Przewoźnicy ostrzegają przed niszczycielskimi skutkami braku porozumienia dla sektora transportu drogowego i całej gospodarki Unii Europejskiej. Obawiają się skomplikowanych przygotowań związanych z deklaracjami importowymi i eksportowymi, braku bezpiecznych parkingów i miejsc przeznaczonych na odprawy sanitarne i fitosanitarne. Problemem mogą być też warunki dostępu do rynku.
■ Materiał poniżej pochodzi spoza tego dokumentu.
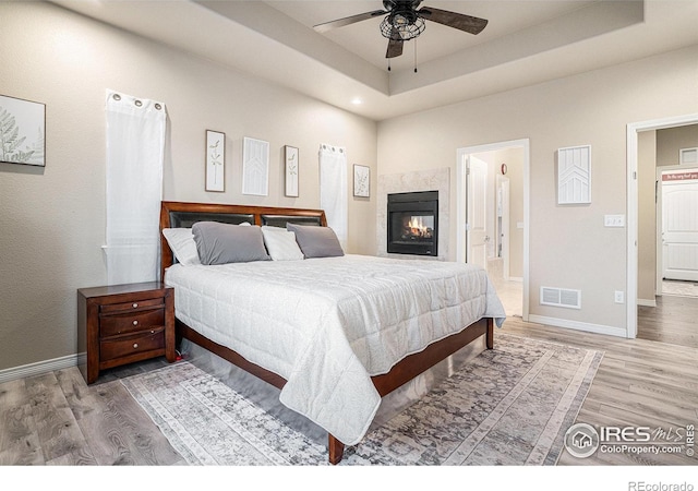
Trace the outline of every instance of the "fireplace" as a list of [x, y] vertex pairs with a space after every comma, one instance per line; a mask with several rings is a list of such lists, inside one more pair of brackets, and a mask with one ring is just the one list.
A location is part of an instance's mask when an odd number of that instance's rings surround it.
[[388, 194], [387, 252], [437, 255], [438, 191]]

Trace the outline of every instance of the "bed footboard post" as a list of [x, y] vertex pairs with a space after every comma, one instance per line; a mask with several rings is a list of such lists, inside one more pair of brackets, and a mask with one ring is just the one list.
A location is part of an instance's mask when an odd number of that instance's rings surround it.
[[345, 444], [334, 438], [332, 433], [327, 434], [327, 448], [329, 450], [329, 464], [339, 464], [345, 454]]

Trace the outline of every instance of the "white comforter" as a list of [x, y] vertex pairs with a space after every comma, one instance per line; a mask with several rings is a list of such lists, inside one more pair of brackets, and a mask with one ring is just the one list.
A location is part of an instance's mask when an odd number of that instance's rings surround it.
[[345, 444], [381, 403], [371, 375], [505, 312], [486, 273], [437, 261], [361, 255], [167, 270], [176, 315], [284, 376], [280, 400]]

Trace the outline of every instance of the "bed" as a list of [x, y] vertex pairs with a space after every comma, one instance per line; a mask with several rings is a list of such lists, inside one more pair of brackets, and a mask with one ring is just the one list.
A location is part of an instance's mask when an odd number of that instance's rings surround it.
[[[288, 239], [287, 226], [300, 258], [274, 250], [269, 258], [204, 261], [218, 240], [205, 239], [205, 230], [255, 238], [262, 230], [269, 252], [273, 237]], [[506, 316], [481, 268], [316, 248], [316, 237], [333, 235], [320, 209], [164, 201], [160, 230], [178, 339], [280, 388], [285, 406], [327, 430], [332, 464], [361, 441], [383, 396], [476, 339], [491, 349], [494, 325]]]

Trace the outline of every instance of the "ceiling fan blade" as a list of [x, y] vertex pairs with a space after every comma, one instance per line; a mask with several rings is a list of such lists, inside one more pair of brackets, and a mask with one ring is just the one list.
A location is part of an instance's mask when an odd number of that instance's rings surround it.
[[377, 17], [378, 15], [385, 15], [385, 14], [387, 14], [385, 10], [374, 10], [373, 12], [364, 12], [362, 14], [350, 15], [344, 19], [337, 19], [336, 21], [324, 22], [322, 24], [317, 24], [313, 26], [313, 28], [318, 33], [326, 33], [327, 31], [330, 31], [337, 27], [344, 27], [349, 24], [366, 21], [369, 19]]
[[392, 35], [388, 40], [388, 50], [385, 53], [385, 58], [397, 58], [402, 55], [402, 45], [405, 41], [398, 35]]
[[485, 19], [449, 12], [447, 10], [434, 9], [432, 7], [424, 7], [417, 13], [420, 17], [424, 17], [428, 21], [436, 22], [470, 34], [479, 34], [488, 25], [488, 21]]

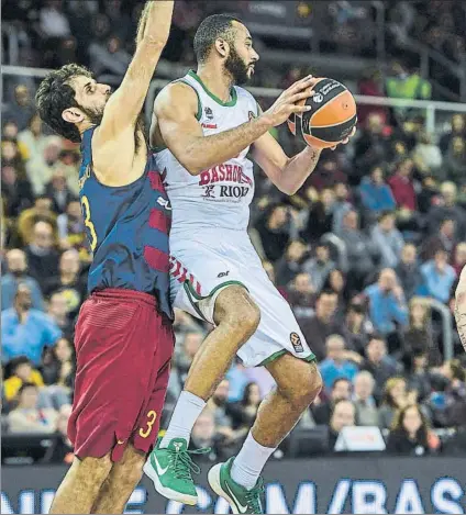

To w dużej mierze problem polskich firm transportowych, wszakże co czwarta ciężarówka przejeżdżająca kanał pochodzi z naszego kraju. 1 czerwca rozpocznie się czwarta runda negocjacji między Wielką Brytanią a UE. Okres przejściowy Brexitu ma upłynąć 31 grudnia 2020 roku. Tymczasem 19 maja 2020 r. Wielka Brytania opublikowała nowy system taryfowy mający obowiązywać od 1 stycznia 2021 roku. Globalny system taryfowy Wielkiej Brytanii (the UK Global Tariff (UKGT)) miałby zastąpić wspólną zewnętrzną taryfę celną UE po zakończeniu okresu przejściowego. System miałby zastosowanie wobec państw UE od 1 stycznia 2021 r. w sytuacji braku porozumienia o przyszłych relacjach z UE, które umożliwiłoby ustanowienie bardziej preferencyjnego systemu.
Zapowiadana przez Wielką Brytanię taryfa celna została znacznie uproszczona w porównaniu do Zewnętrznej Taryfy Celnej UE: skomasowano wiele linii taryfowych, ujednolicono stawki celne w ramach grup towarowych, zniesiono do zera minimalne stawki celne (dotychczas do 2%), itd. Szczegółową informację dotyczącą nowego systemu można naleźć na oficjalnej stronie rządu UK.